GPT-5.1 / GPT-5.1-chat-latest

$1.25

$0.125

$10.00

GPT-5-mini

$0.25

$0.025

$2.00

GPT-5-Nano

$0.05

$0.005

$0.40

GPT-4.1

$2.00

$0.50

$8.00

GPT-4o-mini

$0.15

$0.075

$0.60

These numbers highlight several strategic dynamics:

  1. GPT-4o now more expensive than GPT-5.1 for input tokensEven though GPT-5.1 is significantly newer and more capable.

  2. The output value of GPT-4o matches that of GPT-5.1Reducing any cost-based incentives to remain on the old model.

  3. Low-cost GPT-5 variants (mini, nano) Make it easier for developers to scale workloads cheaply without relying on older generations.

  4. GPT-4o-Mini is available at the budget levelBut there is no functional substitute for GPT-4o’s full multimodal capabilities.

Viewed through this lens, the scheduled API retirement aligns with OpenAI’s cost structure: GPT-5.1 offers more capacity at lower or comparable prices, reducing the justification for maintaining GPT-4O in high-volume production environments.

Previous changes shape expectations for this decline

The GPT-4o API also reflects lessons learned from earlier model changes to sunset OpenAI. During the turbulent launch of GPT-5 in 2025, the company removed several older models from ChatGPT at once, causing widespread confusion and workflow disruption.
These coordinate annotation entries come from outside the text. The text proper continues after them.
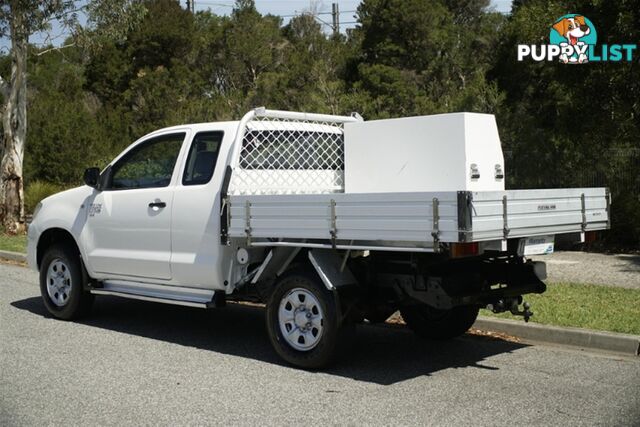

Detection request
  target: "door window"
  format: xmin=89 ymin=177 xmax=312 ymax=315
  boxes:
xmin=110 ymin=133 xmax=185 ymax=190
xmin=182 ymin=132 xmax=224 ymax=185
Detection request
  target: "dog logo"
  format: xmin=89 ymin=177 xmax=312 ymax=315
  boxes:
xmin=549 ymin=14 xmax=598 ymax=64
xmin=516 ymin=13 xmax=638 ymax=64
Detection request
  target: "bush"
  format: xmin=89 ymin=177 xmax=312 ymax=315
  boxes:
xmin=24 ymin=181 xmax=64 ymax=214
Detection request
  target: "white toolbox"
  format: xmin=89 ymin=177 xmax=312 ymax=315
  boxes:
xmin=344 ymin=113 xmax=505 ymax=193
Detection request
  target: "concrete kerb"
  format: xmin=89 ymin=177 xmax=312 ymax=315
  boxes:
xmin=0 ymin=251 xmax=27 ymax=263
xmin=473 ymin=316 xmax=640 ymax=356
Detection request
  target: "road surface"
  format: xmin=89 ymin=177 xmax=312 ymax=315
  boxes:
xmin=533 ymin=251 xmax=640 ymax=289
xmin=0 ymin=265 xmax=640 ymax=426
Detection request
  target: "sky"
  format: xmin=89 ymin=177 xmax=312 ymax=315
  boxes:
xmin=0 ymin=0 xmax=511 ymax=54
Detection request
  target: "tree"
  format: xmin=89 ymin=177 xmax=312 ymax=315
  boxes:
xmin=0 ymin=0 xmax=79 ymax=233
xmin=0 ymin=0 xmax=144 ymax=233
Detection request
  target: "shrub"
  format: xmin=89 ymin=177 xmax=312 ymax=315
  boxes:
xmin=24 ymin=181 xmax=64 ymax=214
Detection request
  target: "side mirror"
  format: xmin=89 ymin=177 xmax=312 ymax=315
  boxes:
xmin=84 ymin=168 xmax=100 ymax=189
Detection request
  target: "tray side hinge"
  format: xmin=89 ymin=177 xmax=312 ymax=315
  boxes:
xmin=329 ymin=199 xmax=338 ymax=249
xmin=244 ymin=200 xmax=251 ymax=246
xmin=431 ymin=197 xmax=440 ymax=252
xmin=502 ymin=195 xmax=511 ymax=240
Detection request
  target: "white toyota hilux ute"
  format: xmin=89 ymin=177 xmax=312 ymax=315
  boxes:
xmin=28 ymin=108 xmax=611 ymax=368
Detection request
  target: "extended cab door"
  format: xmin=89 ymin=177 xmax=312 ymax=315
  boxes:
xmin=85 ymin=131 xmax=187 ymax=280
xmin=171 ymin=126 xmax=230 ymax=289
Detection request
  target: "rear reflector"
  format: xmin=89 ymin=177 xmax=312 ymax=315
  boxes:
xmin=451 ymin=242 xmax=480 ymax=258
xmin=584 ymin=231 xmax=598 ymax=243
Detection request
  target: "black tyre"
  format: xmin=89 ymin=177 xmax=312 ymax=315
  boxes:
xmin=266 ymin=271 xmax=345 ymax=369
xmin=400 ymin=305 xmax=479 ymax=340
xmin=40 ymin=245 xmax=93 ymax=320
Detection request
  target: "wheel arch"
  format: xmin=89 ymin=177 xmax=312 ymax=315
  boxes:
xmin=36 ymin=227 xmax=81 ymax=269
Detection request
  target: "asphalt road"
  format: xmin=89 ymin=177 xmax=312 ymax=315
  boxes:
xmin=0 ymin=265 xmax=640 ymax=426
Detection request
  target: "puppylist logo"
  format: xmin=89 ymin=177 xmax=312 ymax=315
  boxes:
xmin=518 ymin=13 xmax=638 ymax=64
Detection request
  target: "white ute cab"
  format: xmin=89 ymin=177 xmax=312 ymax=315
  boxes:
xmin=28 ymin=108 xmax=610 ymax=369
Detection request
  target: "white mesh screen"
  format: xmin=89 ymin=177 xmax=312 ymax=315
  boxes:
xmin=229 ymin=113 xmax=344 ymax=195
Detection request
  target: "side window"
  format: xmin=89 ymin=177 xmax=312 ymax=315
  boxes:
xmin=110 ymin=133 xmax=185 ymax=190
xmin=182 ymin=132 xmax=224 ymax=185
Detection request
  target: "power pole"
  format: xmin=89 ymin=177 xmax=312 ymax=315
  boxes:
xmin=331 ymin=3 xmax=340 ymax=36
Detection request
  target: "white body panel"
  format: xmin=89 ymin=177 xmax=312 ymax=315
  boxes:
xmin=344 ymin=113 xmax=504 ymax=193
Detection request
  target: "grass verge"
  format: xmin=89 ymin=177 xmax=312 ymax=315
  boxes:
xmin=480 ymin=283 xmax=640 ymax=335
xmin=0 ymin=230 xmax=27 ymax=253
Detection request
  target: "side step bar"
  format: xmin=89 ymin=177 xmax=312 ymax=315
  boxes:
xmin=91 ymin=280 xmax=224 ymax=308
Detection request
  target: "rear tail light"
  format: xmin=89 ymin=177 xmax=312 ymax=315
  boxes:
xmin=450 ymin=242 xmax=480 ymax=258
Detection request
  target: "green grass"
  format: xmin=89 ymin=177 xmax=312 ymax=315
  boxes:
xmin=480 ymin=283 xmax=640 ymax=335
xmin=0 ymin=228 xmax=27 ymax=253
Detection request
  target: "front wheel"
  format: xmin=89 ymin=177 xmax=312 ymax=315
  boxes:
xmin=400 ymin=305 xmax=479 ymax=340
xmin=267 ymin=271 xmax=344 ymax=369
xmin=40 ymin=245 xmax=93 ymax=320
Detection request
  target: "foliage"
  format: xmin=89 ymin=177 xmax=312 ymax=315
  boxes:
xmin=481 ymin=283 xmax=640 ymax=335
xmin=24 ymin=181 xmax=64 ymax=214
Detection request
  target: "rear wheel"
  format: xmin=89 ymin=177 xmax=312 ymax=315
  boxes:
xmin=400 ymin=305 xmax=479 ymax=340
xmin=267 ymin=271 xmax=344 ymax=369
xmin=40 ymin=245 xmax=93 ymax=320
Following complaints from users, OpenAI restored access to many of them and committed to clear communication.

Enterprise customers face a different calculation: OpenAI has previously indicated that API devaluation for business customers will be announced with significant advance notice, reflecting their reliance on stable, long-term models. The three-month window for GPT-4o’s API shutdown is consistent with that policy in the context of a legacy system with declining usage.

wider implications

For most developers, the GPT-4o shutdown will be an incremental migration rather than a disruptive event. GPT-5.1 and related models already dominate new projects, and OpenAI’s product direction has emphasized consolidation around fewer, more powerful endpoints.
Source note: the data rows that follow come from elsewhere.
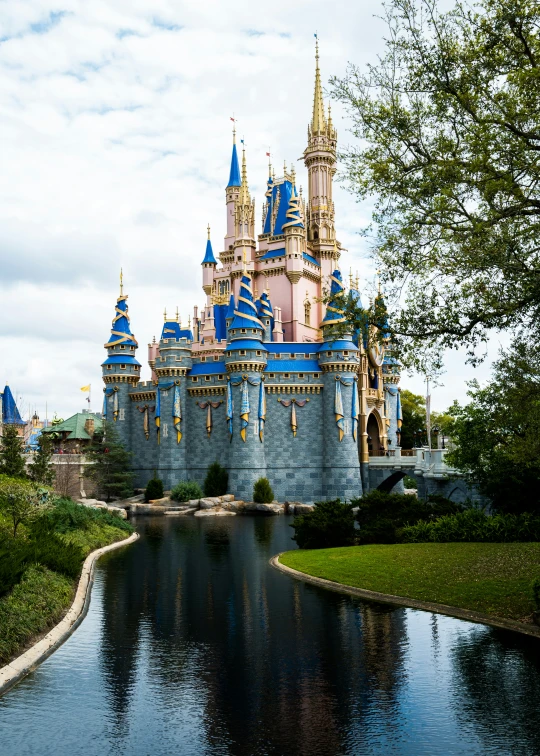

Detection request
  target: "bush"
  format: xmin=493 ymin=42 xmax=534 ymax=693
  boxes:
xmin=171 ymin=480 xmax=202 ymax=501
xmin=352 ymin=491 xmax=462 ymax=543
xmin=253 ymin=478 xmax=274 ymax=504
xmin=204 ymin=461 xmax=229 ymax=496
xmin=401 ymin=509 xmax=540 ymax=543
xmin=144 ymin=476 xmax=163 ymax=501
xmin=291 ymin=499 xmax=356 ymax=549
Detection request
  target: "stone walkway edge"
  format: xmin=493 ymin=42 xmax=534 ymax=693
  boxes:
xmin=0 ymin=533 xmax=139 ymax=696
xmin=270 ymin=552 xmax=540 ymax=638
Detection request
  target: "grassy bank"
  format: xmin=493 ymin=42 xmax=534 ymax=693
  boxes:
xmin=0 ymin=500 xmax=133 ymax=666
xmin=280 ymin=543 xmax=540 ymax=622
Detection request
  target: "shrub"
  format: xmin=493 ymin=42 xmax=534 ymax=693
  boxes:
xmin=171 ymin=480 xmax=202 ymax=501
xmin=401 ymin=509 xmax=540 ymax=543
xmin=352 ymin=491 xmax=462 ymax=543
xmin=291 ymin=499 xmax=356 ymax=549
xmin=204 ymin=461 xmax=229 ymax=496
xmin=144 ymin=475 xmax=163 ymax=501
xmin=253 ymin=478 xmax=274 ymax=504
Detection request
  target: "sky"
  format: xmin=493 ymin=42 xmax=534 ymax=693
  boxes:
xmin=0 ymin=0 xmax=498 ymax=418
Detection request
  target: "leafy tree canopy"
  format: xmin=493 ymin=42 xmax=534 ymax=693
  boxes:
xmin=448 ymin=339 xmax=540 ymax=513
xmin=331 ymin=0 xmax=540 ymax=367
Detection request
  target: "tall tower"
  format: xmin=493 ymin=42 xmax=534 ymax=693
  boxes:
xmin=304 ymin=40 xmax=339 ymax=277
xmin=102 ymin=272 xmax=141 ymax=449
xmin=225 ymin=128 xmax=242 ymax=255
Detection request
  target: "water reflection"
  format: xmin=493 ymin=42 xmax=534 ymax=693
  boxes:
xmin=0 ymin=517 xmax=540 ymax=756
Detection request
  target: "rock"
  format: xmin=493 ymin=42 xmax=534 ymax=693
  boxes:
xmin=294 ymin=504 xmax=314 ymax=514
xmin=195 ymin=509 xmax=236 ymax=517
xmin=199 ymin=497 xmax=221 ymax=509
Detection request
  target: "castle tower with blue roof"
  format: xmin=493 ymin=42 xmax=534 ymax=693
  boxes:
xmin=103 ymin=47 xmax=401 ymax=502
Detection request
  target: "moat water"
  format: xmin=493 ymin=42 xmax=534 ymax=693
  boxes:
xmin=0 ymin=517 xmax=540 ymax=756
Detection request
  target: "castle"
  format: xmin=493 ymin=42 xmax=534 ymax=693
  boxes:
xmin=102 ymin=44 xmax=401 ymax=502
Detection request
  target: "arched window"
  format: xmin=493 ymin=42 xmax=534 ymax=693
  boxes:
xmin=304 ymin=299 xmax=311 ymax=325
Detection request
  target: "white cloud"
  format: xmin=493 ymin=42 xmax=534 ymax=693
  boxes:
xmin=0 ymin=0 xmax=496 ymax=416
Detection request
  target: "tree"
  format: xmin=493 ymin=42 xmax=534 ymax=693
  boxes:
xmin=84 ymin=422 xmax=134 ymax=501
xmin=0 ymin=425 xmax=26 ymax=478
xmin=331 ymin=0 xmax=540 ymax=366
xmin=447 ymin=338 xmax=540 ymax=513
xmin=28 ymin=433 xmax=54 ymax=486
xmin=0 ymin=475 xmax=46 ymax=538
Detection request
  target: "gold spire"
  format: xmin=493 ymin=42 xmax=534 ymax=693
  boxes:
xmin=311 ymin=38 xmax=326 ymax=134
xmin=239 ymin=145 xmax=251 ymax=205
Nevertheless, the retirement of GPT-4o marks the sunset of a model that played a decisive role in generalizing real-time multimodal AI and which evoked a uniquely strong emotional response among users. Its departure from the API underscores the rapid pace of iteration in OpenAI’s ecosystem — and the growing need for careful communication as widely beloved models reach end-of-life.